Late 5th-century rabbi and redactor of the Talmud

Ravina II or Rabina II (Hebrew: אבינא בריה דרב הונא or רבינא האחרון; died 475 CE or 499/500 CE) was a Babylonian rabbi of the 5th century (seventh and eighth generations of amoraim). Rabina is a traditional portmanteau of the title Rav and the personal name Abina, a form of the Aramaic word for "father" (compare Abuna, Abaye, Abin, Abahu, Abba, Rava, Rabin).

The Talmud says that "Ravina" and Rav Ashi were "the end of instruction", which is traditionally interpreted to mean that the two were responsible for redacting the Babylonian Talmud. Most scholars agree that this "Ravina" was Ravina II, the son of Huna bar Abin HaKohen, and not Ravina I, the colleague of Rav Ashi who died before him.

==Biography==
He did not remember his father Huna, who died while Ravina was still a child, but the Talmud states several times that his mother communicated to him the opinions held by his father. After his father's death, his maternal uncle Ravina I became his guardian.

Ravina II officiated as judge at Sura shortly after Rav Ashi's death, and was a colleague of Mar bar Rav Ashi, although he was not so prominent.
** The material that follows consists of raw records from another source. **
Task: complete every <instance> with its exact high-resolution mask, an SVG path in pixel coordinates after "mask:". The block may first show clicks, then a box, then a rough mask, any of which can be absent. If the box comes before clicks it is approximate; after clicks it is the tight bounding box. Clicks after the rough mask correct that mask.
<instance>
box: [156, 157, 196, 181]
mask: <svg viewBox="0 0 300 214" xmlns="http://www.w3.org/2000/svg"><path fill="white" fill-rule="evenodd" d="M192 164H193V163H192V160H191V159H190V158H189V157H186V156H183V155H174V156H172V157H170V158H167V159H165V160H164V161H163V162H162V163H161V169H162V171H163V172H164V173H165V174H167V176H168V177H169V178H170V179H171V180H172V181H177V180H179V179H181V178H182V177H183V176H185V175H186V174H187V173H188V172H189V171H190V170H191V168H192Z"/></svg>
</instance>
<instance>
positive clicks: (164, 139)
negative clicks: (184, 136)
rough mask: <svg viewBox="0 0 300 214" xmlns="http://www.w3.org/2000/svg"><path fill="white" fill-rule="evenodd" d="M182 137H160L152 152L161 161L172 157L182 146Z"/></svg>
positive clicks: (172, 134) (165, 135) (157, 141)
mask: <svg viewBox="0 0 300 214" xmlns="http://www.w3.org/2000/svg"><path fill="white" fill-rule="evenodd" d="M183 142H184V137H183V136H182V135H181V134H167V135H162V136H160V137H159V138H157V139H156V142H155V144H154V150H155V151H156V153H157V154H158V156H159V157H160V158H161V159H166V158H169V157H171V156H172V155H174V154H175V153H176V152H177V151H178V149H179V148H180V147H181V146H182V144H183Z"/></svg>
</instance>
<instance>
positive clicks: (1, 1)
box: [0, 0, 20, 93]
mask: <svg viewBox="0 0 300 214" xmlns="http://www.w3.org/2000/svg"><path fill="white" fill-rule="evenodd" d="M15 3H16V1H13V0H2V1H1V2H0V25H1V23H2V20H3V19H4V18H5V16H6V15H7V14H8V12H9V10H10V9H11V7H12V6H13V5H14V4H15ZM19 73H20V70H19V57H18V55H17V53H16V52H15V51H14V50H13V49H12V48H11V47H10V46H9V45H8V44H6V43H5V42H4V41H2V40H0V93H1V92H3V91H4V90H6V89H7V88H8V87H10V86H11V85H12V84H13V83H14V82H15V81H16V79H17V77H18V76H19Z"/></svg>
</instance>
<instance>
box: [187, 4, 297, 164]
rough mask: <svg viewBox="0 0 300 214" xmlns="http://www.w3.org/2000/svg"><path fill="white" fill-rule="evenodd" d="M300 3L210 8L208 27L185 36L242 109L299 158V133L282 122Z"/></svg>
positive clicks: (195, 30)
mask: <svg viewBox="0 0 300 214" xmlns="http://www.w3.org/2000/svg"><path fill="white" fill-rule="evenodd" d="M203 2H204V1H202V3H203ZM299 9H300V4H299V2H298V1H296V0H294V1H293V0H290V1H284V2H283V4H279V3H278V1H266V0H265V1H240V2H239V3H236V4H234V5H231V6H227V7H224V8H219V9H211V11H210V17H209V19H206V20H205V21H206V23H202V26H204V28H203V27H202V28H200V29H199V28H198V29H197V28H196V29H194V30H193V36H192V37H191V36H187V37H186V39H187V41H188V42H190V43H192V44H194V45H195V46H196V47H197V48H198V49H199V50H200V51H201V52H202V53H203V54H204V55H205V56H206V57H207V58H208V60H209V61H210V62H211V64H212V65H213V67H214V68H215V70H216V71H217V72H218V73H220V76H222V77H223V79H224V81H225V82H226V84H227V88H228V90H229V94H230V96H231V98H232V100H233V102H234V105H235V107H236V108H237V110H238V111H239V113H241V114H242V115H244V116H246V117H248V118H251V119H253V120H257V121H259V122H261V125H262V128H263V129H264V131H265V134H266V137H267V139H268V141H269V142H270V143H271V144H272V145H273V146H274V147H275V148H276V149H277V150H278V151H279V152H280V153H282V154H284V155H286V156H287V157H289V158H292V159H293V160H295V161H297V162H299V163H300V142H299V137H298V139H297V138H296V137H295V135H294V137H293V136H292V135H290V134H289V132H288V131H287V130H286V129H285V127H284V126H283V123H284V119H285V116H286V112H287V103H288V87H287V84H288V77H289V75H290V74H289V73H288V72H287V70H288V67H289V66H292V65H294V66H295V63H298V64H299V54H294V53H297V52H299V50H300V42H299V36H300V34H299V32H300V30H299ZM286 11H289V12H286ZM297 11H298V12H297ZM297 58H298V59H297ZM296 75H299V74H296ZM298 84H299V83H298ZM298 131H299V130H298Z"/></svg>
After Rabbah Tosafa'ah's death, Ravina became, for a year (474), director of the Sura Academy. Simultaneously, Rabbah Jose served as head of the Pumbedita academy. Ravina served as leader of the Jewish community in Babylonia for 22 years. One year before his death, all the Babylonian synagogues were closed, and Jewish infants were handed over to the Magians. He died on the 13th of Kislev in 474/475 or 499/500 CE.